The importance of supporting local businesses

posted by Chris Valentine

Who can forget that day when the first major supermarket had opened for the first time within our local town? Whether it was an ASDA opening their doors or a Morrisons unlocking their shopping trollies on day one, this was an exciting occasion for many of us, though for many local businesses, it was a dread. Once upon a time, a day out shopping in your local town would consist of a visit to the bakery, butchers, hardware store and even a birthday card shop. Now, those days a long gone since we can acquire everything, we need just under one roof. For the elderly population, the convenience was built in the fact that some of these stores even included a Post Office, where they could withdraw their pension from.

Fortunately, all is not lost for the high street, independent retailers and local stores. Brits have a refreshing sense of loyalty instilled within and despite the fact these big brands were able to undercut many of the local businesses in terms of price, which has certainly made life difficult for them, they could not replicate the general atmosphere.

Together with LPG suppliers Flogas, we highlight why it is important to support local businesses and how doing so can help create a mutually beneficial relationship.


Have you ever bought a piece of clothing, which you’re quite happy about, thinking you look the business in your new jeans or shirt, to then realise somebody you know has bought the exact same one? It’s too late to get changed, as much as you wish you could. It is no surprise that this has occurred when there is one major retail store in your town, and that one day it throws a big sale on attracting many from your local town to it. Unlike big brands, which churn out thousands of the same generic item, a product bought locally will exist like no other. Individuality will be rife as often the owner will have used their own personal experience and skill to design it. We all hate buying presents because we are doused with fear that they already have that — not via an independent retailer.

Real people

It may sound a bit of cliché, but you cannot beat a good old honest conversation. Although major brands focus a significant emphasis on delivering quality customer service, the owner of a local business will often make it their mission to learn all their customer’s names. Major retailer’s stockpiles will often be based on general nationwide trends, as opposed to the needs and the wants of the customer. For local shops however, they will build their supplies in a way to cater for the everyday shoppers.

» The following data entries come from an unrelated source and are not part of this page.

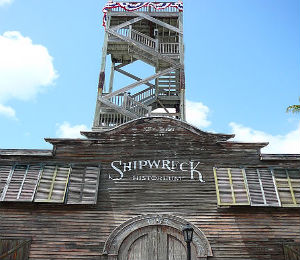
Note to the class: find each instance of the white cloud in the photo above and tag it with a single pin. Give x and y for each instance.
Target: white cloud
(65, 130)
(288, 143)
(197, 113)
(3, 2)
(7, 111)
(25, 68)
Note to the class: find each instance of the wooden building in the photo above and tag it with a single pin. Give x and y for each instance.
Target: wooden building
(125, 190)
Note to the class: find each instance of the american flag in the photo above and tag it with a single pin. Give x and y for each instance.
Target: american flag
(133, 6)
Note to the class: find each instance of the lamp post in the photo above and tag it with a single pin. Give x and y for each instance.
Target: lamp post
(188, 238)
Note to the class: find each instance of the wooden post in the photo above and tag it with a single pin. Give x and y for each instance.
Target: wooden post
(125, 100)
(182, 75)
(111, 80)
(101, 85)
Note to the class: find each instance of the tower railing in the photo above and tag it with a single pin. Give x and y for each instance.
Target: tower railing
(164, 47)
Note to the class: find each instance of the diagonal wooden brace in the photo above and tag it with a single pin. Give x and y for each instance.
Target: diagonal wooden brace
(140, 82)
(154, 20)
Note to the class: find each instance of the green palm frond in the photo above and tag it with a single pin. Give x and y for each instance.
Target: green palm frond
(294, 108)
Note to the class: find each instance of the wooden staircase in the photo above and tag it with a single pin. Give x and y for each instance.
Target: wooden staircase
(119, 106)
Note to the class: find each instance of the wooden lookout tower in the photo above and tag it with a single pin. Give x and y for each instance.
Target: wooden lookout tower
(151, 32)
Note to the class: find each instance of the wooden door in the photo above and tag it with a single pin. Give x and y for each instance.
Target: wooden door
(154, 243)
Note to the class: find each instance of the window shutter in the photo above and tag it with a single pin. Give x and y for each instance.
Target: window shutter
(288, 186)
(53, 184)
(5, 171)
(231, 186)
(261, 187)
(83, 185)
(21, 183)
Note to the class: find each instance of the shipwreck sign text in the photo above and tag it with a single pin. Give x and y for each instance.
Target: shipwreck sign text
(171, 170)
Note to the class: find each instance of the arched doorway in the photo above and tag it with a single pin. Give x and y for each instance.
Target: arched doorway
(154, 237)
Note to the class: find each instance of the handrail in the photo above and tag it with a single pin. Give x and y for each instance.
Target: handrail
(143, 38)
(136, 107)
(169, 48)
(144, 94)
(147, 9)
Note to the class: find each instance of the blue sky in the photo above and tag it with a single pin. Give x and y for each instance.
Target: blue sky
(242, 61)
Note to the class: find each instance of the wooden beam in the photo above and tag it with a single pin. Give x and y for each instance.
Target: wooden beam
(123, 64)
(133, 77)
(132, 21)
(117, 108)
(154, 20)
(133, 85)
(23, 181)
(162, 105)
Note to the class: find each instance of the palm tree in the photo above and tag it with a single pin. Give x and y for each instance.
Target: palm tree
(293, 108)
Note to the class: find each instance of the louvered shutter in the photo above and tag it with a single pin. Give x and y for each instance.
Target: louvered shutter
(21, 183)
(83, 185)
(294, 175)
(5, 171)
(261, 187)
(285, 187)
(53, 184)
(231, 186)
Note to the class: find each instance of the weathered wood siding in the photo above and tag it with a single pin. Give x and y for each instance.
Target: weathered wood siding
(79, 231)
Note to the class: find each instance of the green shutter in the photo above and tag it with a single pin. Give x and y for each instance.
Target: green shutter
(288, 186)
(53, 184)
(21, 183)
(261, 187)
(231, 187)
(83, 185)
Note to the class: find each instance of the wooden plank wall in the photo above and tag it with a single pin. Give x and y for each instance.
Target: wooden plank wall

Good for your local economy

Supporting your local businesses, means more than just putting money in their tills, you’re also contributing towards your local economy. Research has found that 63p out of every £1 is returned into the local economy when you shop at a local business, as opposed to 40p in every £1 at a larger one. You may initially think that by going to your local pub for Sunday lunch you are only spending £30. In fact, what you are doing is creating a job opportunity, which in turn reduces unemployment and increases the overall tax contribution made.

More ethical

We all need to be aware of the field-to-folk journey. Buying out of season fruit is often damaging to the environment as it has more than likely taken a 2,000-mile trip across the world in order to make its way onto the top of your pavlova. Purchasing from your local fruit shop, however, is almost guaranteed to reflect a short distance travelled. Likewise, because you are buying your food fresh, you often won’t get it wrapped up like a Christmas present, saving on unnecessary plastic.


Okay, there’s no guarantee that the local business will be cheaper than their big brand competitor. Realistically, when larger companies can employ strategies such as economies of scale and loss leaders, we aren’t going to expect a fair fist fight in terms of pricing, however, in the long run, are local businesses really suffering the effects of an uppercut from the supermarkets?

We often get drawn to impulse buy. Big bright yellow signs pointing to a two pence reduction is enough to make us fill up the shopping trolley and we end up leaving with enough Brillo Pads to see us through to the end of the next decade. Going to separate local stores, like the bakers and butchers, we are forced to shop around — although it might take us slightly longer.

No matter the price, these businesses are more likely going to offer us better quality products, whether it is food or furniture.

Back in the 80s, Four Tops had released a song based on a man going Loco, and in 2019, we’re suggesting you do the same. As opposed to simply funding another shop owner, by supporting local businesses you are helping to establish a sense of community.